Russian physiologist, Ivan Pavlov, demonstrated associative learning in his dogs by ringing a bell before he fed them. The dogs learned to associate the bell with food, and eventually they would salivate at the sound of the bell, because they were anticipating that food would come next.
Gagliano wanted to find out if plants could learn like Pavlov’s dogs.
“If plants were able to learn to predict where ‘dinner’ is coming from, the plant is adding to its environment something that is not present there, which is a fundamental idea of thinking.”
For her Pavlovian experiment, Gagliano used pea plants, Pisum sativum. Seeds were planted below a Y-shaped tubular device, which would eventually force the plant to make a decision which arm of the ‘Y’ to grow through. For her bell, she used a fan, and her food was light.
Again, the experiment was broken into two phases.
During phase one, as the pea seedlings grew straight up through the shaft of the ‘Y’, Gagliano trained them with blasts of the fan, followed by the light, three times a day.
Plants instinctively know to grow towards light – a process called phototropism – so during the training phase, the direction of the light was randomised each time. The only way for the plant to predict where the light was coming from was to learn what the fan meant.
Phase two began once the pea plants reached to the top of the ‘Y’ shaft.
This phase involved only the fan, and essentially “asked the plant to decide whether to trust in its instinct of phototropism, and go towards where the light was last time, or trust the fan, which didn’t mean anything instinctively, but had acquired meaning through the training”.
“And if the fan had acquired meaning – ‘if I grow towards the fan, the light will follow’ – the plant had learned through association.
“And that’s exactly what they did, which is amazing,” Gagliano says.
But she didn’t just test on a temporal scale (the fan will proceed the light), but on a spatial scale. During phase one, half the plants were trained with the fan proceeding the light from the same direction (the learning being: grow towards the fan), and for the other half of the plants, the fan proceeded the light from the opposite direction (grow away from the fan).
“And they performed equally well, no matter which one I gave them. They’re good at learning the association of the fan, and learning the relationship in time, as well as in space,” she says.
“And again, no brain, no nervous system… Where is this information stored? How does the plant know?
“We don’t know that… yet. We have ideas, but we don’t know yet.
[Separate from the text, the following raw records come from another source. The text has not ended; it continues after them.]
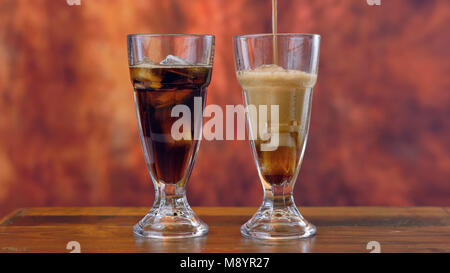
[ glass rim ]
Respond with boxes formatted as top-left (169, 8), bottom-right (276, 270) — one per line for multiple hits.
top-left (127, 33), bottom-right (215, 38)
top-left (233, 33), bottom-right (321, 39)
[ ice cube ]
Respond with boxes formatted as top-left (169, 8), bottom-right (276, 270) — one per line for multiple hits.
top-left (159, 55), bottom-right (192, 65)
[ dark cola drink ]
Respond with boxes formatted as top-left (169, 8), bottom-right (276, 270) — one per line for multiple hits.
top-left (130, 64), bottom-right (212, 185)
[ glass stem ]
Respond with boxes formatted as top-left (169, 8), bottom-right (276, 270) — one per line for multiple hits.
top-left (153, 183), bottom-right (189, 213)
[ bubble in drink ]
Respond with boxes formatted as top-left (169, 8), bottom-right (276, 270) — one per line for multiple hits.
top-left (159, 55), bottom-right (192, 65)
top-left (237, 64), bottom-right (317, 185)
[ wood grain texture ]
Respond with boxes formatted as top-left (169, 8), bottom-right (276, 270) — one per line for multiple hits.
top-left (0, 207), bottom-right (450, 252)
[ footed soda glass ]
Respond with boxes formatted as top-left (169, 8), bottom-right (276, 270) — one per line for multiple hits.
top-left (234, 34), bottom-right (320, 239)
top-left (128, 34), bottom-right (214, 238)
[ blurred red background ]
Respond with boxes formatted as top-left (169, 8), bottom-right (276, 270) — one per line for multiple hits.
top-left (0, 0), bottom-right (450, 216)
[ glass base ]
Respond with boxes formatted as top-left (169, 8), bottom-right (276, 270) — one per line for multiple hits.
top-left (241, 202), bottom-right (316, 240)
top-left (133, 198), bottom-right (208, 239)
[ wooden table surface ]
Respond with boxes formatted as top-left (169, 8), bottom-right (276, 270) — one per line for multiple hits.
top-left (0, 207), bottom-right (450, 252)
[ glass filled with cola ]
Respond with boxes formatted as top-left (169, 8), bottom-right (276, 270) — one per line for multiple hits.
top-left (128, 34), bottom-right (214, 238)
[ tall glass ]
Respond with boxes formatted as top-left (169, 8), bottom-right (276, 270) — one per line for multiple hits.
top-left (234, 34), bottom-right (320, 239)
top-left (128, 34), bottom-right (214, 238)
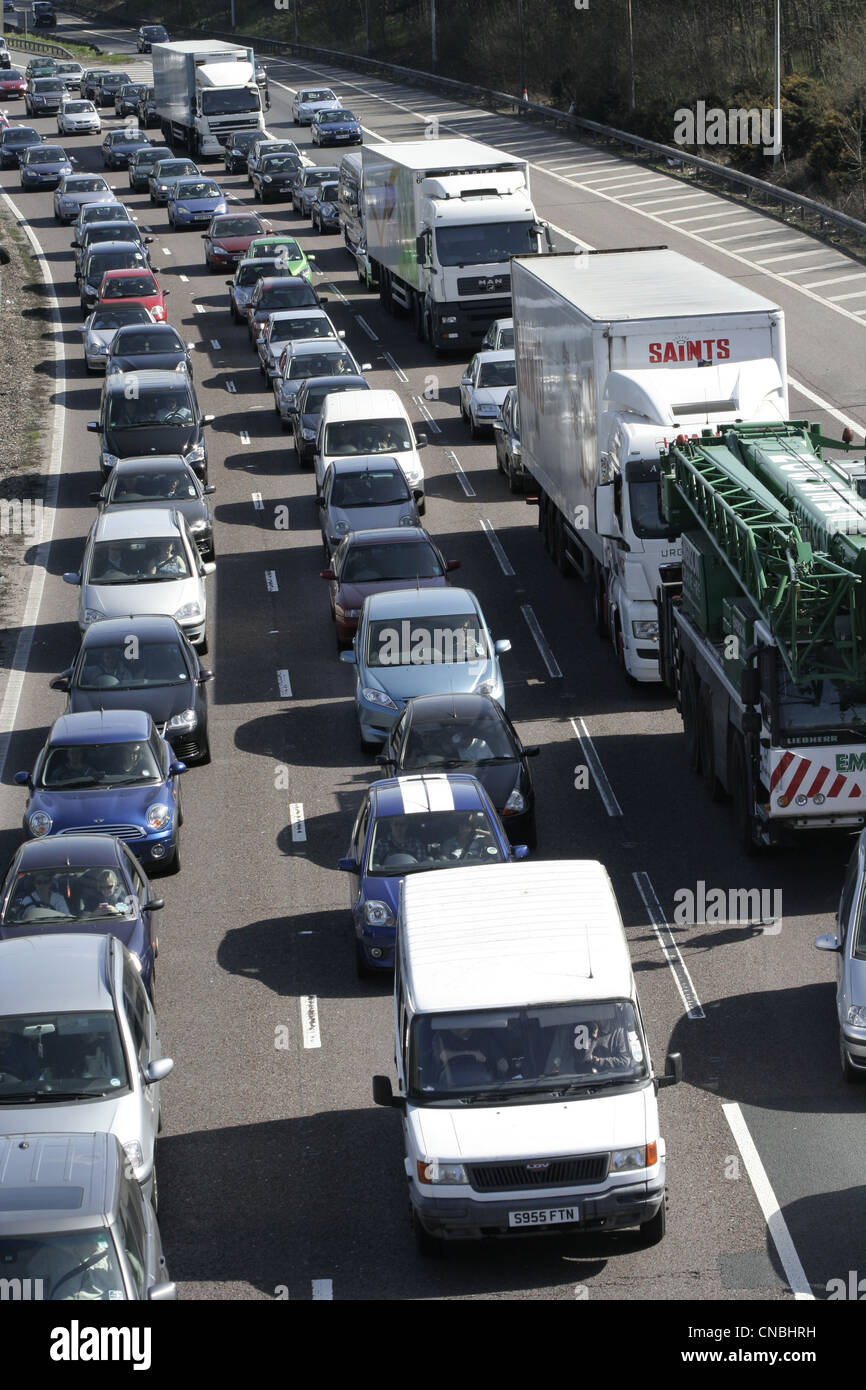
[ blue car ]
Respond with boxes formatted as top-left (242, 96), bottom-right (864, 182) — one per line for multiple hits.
top-left (165, 177), bottom-right (228, 227)
top-left (338, 773), bottom-right (528, 976)
top-left (0, 835), bottom-right (164, 998)
top-left (15, 709), bottom-right (186, 873)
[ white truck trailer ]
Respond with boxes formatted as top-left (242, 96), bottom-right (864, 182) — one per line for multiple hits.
top-left (512, 247), bottom-right (788, 681)
top-left (363, 140), bottom-right (549, 350)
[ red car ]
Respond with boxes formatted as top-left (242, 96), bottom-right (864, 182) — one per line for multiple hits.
top-left (99, 270), bottom-right (171, 324)
top-left (0, 68), bottom-right (26, 99)
top-left (202, 213), bottom-right (271, 270)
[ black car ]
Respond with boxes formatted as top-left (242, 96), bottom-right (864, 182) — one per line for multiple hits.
top-left (291, 377), bottom-right (370, 468)
top-left (92, 453), bottom-right (217, 563)
top-left (50, 614), bottom-right (214, 763)
top-left (106, 324), bottom-right (193, 377)
top-left (0, 125), bottom-right (42, 170)
top-left (88, 371), bottom-right (214, 482)
top-left (377, 695), bottom-right (538, 849)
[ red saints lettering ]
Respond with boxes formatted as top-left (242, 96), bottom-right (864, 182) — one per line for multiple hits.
top-left (649, 338), bottom-right (731, 363)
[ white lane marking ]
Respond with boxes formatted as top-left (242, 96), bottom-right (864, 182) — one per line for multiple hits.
top-left (571, 714), bottom-right (623, 816)
top-left (480, 517), bottom-right (514, 580)
top-left (445, 449), bottom-right (475, 498)
top-left (411, 396), bottom-right (442, 434)
top-left (721, 1101), bottom-right (815, 1301)
top-left (289, 801), bottom-right (307, 844)
top-left (520, 603), bottom-right (563, 680)
top-left (382, 352), bottom-right (409, 381)
top-left (631, 869), bottom-right (706, 1019)
top-left (300, 994), bottom-right (324, 1045)
top-left (0, 193), bottom-right (65, 781)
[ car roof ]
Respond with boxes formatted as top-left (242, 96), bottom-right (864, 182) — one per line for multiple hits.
top-left (364, 585), bottom-right (481, 620)
top-left (0, 934), bottom-right (113, 1015)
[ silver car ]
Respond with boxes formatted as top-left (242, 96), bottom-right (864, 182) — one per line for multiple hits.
top-left (341, 588), bottom-right (512, 752)
top-left (54, 174), bottom-right (114, 222)
top-left (316, 455), bottom-right (421, 564)
top-left (63, 507), bottom-right (217, 652)
top-left (0, 1131), bottom-right (178, 1302)
top-left (815, 830), bottom-right (866, 1081)
top-left (0, 933), bottom-right (174, 1200)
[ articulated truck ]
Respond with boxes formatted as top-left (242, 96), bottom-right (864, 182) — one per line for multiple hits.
top-left (153, 39), bottom-right (264, 157)
top-left (361, 140), bottom-right (549, 352)
top-left (512, 247), bottom-right (788, 682)
top-left (657, 420), bottom-right (866, 853)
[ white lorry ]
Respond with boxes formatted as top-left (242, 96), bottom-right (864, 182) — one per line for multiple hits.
top-left (361, 140), bottom-right (549, 350)
top-left (153, 39), bottom-right (264, 157)
top-left (512, 247), bottom-right (788, 681)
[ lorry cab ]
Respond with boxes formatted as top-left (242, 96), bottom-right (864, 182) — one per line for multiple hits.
top-left (373, 860), bottom-right (681, 1254)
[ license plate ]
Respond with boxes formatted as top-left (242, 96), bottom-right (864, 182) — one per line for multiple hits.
top-left (509, 1207), bottom-right (580, 1226)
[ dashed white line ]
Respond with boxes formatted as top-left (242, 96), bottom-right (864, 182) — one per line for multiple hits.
top-left (520, 603), bottom-right (563, 680)
top-left (571, 716), bottom-right (623, 816)
top-left (631, 869), bottom-right (706, 1019)
top-left (445, 449), bottom-right (475, 498)
top-left (300, 994), bottom-right (322, 1045)
top-left (721, 1101), bottom-right (815, 1301)
top-left (289, 801), bottom-right (307, 844)
top-left (481, 517), bottom-right (514, 580)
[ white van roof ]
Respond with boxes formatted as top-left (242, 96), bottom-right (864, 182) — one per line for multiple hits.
top-left (399, 859), bottom-right (634, 1013)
But it’s definitely showing, – just as Mimosa pudica had already hinted – brain and nervous system: amazing system, great, but they’re not the ultimate.”
Next on her agenda (federal funding permitting) is a five-year project called ‘The Mind of Plants’.
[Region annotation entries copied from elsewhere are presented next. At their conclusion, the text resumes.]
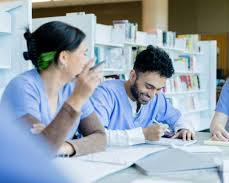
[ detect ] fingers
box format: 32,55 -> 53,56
215,131 -> 228,142
222,130 -> 229,140
80,59 -> 94,76
191,132 -> 196,140
30,123 -> 45,134
181,130 -> 188,140
171,132 -> 180,139
187,131 -> 192,140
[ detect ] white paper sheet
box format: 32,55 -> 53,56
54,145 -> 166,183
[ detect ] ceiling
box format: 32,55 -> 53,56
32,0 -> 141,8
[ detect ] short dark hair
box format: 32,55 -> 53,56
134,45 -> 174,78
23,21 -> 86,71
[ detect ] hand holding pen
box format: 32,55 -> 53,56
143,122 -> 169,141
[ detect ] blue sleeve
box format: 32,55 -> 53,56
156,94 -> 181,127
216,80 -> 229,116
80,100 -> 94,120
1,78 -> 40,120
91,85 -> 114,128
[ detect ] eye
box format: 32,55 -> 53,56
145,84 -> 154,90
84,49 -> 88,56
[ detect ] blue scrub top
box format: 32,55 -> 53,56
215,80 -> 229,116
1,69 -> 94,139
0,110 -> 68,183
90,80 -> 181,130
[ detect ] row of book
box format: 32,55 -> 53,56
172,54 -> 198,71
163,74 -> 201,93
94,46 -> 126,70
166,95 -> 201,113
112,20 -> 138,42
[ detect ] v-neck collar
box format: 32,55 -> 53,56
34,69 -> 64,119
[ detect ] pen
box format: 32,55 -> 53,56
153,119 -> 171,133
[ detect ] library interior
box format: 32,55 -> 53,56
0,0 -> 229,183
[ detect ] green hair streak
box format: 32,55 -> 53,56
38,51 -> 56,71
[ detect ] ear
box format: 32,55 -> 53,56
129,69 -> 137,83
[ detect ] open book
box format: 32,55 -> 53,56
146,138 -> 197,146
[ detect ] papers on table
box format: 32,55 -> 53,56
204,140 -> 229,147
146,138 -> 197,146
179,145 -> 223,153
54,145 -> 167,183
79,146 -> 166,166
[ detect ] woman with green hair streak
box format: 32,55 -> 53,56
1,21 -> 106,156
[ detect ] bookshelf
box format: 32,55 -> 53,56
0,0 -> 32,97
33,13 -> 216,131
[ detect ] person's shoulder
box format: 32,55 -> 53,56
8,70 -> 37,89
99,79 -> 124,90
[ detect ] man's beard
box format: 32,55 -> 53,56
130,81 -> 151,105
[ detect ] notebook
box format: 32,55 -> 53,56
204,139 -> 229,147
135,148 -> 219,175
146,138 -> 197,146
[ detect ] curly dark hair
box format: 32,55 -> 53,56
134,45 -> 174,78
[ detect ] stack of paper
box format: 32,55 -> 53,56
146,138 -> 197,146
223,160 -> 229,183
204,140 -> 229,147
54,145 -> 167,183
“As the title says, it will be about exploring cognition of plants – and under that umbrella goes all of the things from basic learning and memory and decision-making, all the way to what is consciousness and how do we define sentience? And what does it all mean in the context of our culture?” she explains.
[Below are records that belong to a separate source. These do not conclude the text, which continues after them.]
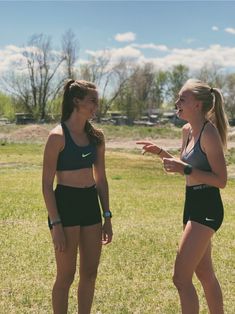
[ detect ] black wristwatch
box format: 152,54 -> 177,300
184,165 -> 193,176
103,210 -> 113,218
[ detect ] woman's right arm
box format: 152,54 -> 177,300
42,133 -> 65,251
136,141 -> 173,159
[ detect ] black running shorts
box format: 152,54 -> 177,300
183,184 -> 224,231
48,184 -> 102,229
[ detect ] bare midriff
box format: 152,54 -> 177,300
186,176 -> 207,186
56,168 -> 95,188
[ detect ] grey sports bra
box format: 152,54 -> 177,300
181,121 -> 211,171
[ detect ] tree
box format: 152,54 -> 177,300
62,29 -> 79,79
1,34 -> 66,119
223,73 -> 235,119
168,64 -> 189,103
80,51 -> 135,121
196,64 -> 225,89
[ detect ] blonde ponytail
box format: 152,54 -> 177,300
207,88 -> 228,149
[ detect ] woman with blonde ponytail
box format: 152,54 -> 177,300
137,79 -> 228,314
42,80 -> 112,314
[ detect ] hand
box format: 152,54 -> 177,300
52,224 -> 66,252
162,158 -> 185,174
136,141 -> 161,155
102,218 -> 113,245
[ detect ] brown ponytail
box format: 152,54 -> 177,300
61,80 -> 104,145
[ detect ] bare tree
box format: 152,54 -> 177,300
1,34 -> 65,119
196,64 -> 225,89
223,73 -> 235,123
168,64 -> 189,104
80,51 -> 135,120
62,29 -> 79,79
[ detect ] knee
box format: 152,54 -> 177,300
80,268 -> 98,282
172,273 -> 192,291
195,269 -> 216,283
55,271 -> 75,289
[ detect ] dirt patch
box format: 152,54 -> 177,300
4,125 -> 49,142
0,124 -> 235,150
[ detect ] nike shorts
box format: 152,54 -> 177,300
48,184 -> 102,229
183,184 -> 224,231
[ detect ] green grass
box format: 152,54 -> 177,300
0,144 -> 235,314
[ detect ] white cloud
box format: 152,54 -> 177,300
86,46 -> 142,61
114,32 -> 136,42
184,38 -> 196,44
0,44 -> 235,74
84,45 -> 235,70
224,27 -> 235,35
131,43 -> 168,51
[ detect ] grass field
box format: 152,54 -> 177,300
0,144 -> 235,314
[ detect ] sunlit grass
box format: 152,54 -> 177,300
0,144 -> 235,314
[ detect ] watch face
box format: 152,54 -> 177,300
184,165 -> 192,174
103,212 -> 112,218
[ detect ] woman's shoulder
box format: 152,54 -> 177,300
201,121 -> 221,145
182,123 -> 191,136
47,124 -> 64,144
202,121 -> 219,136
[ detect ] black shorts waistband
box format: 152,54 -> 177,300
186,184 -> 216,191
56,184 -> 96,191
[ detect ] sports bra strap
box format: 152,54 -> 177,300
185,120 -> 208,149
198,120 -> 208,140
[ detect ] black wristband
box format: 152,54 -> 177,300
51,219 -> 62,227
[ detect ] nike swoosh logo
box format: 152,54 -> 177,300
206,217 -> 215,221
82,152 -> 91,158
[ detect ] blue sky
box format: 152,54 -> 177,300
0,1 -> 235,71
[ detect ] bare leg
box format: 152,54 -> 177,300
196,243 -> 224,314
78,224 -> 102,314
52,226 -> 80,314
173,221 -> 214,314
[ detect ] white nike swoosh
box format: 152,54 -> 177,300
206,217 -> 215,221
82,152 -> 91,158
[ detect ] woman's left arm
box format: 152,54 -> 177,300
94,141 -> 113,244
190,125 -> 227,188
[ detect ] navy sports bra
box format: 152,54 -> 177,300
56,123 -> 96,171
181,121 -> 211,171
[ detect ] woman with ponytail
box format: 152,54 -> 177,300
137,79 -> 228,314
42,80 -> 112,314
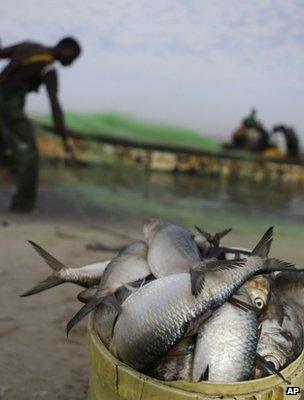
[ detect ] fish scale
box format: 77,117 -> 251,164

Gagliano acknowledges that society is probably not yet ready to hear the answers to some of the questions she is posing, “because if we acknowledge certain answers, we’ll have to change certain behaviours”.
But, she says, “I like to think of my work with plants as a model of how we can be brave in how we do our science. If it disturbs people, maybe there’s a reason why we find it so disturbing, and shouldn’t we explore that? Shouldn’t we ask why we find it so disturbing that a plant could learn?
“I’ve discovered that what this work is really about – besides the scientific questions – is the implications of how we see the human, how we understand ourselves in relation to the rest of the species around us.
“We humans have come to see ourselves as part of a mechanical world rather than an aspect of a living world. [We see] the environment or nature as something out there to be controlled and dominated.”
Gagliano hopes the findings of her plant research will “highlight something the human has misunderstood”.
“What if we were able to stop for a second and consider that the world is not a machine? The environment, or the planet, are not out there separate from us; we are the environment.”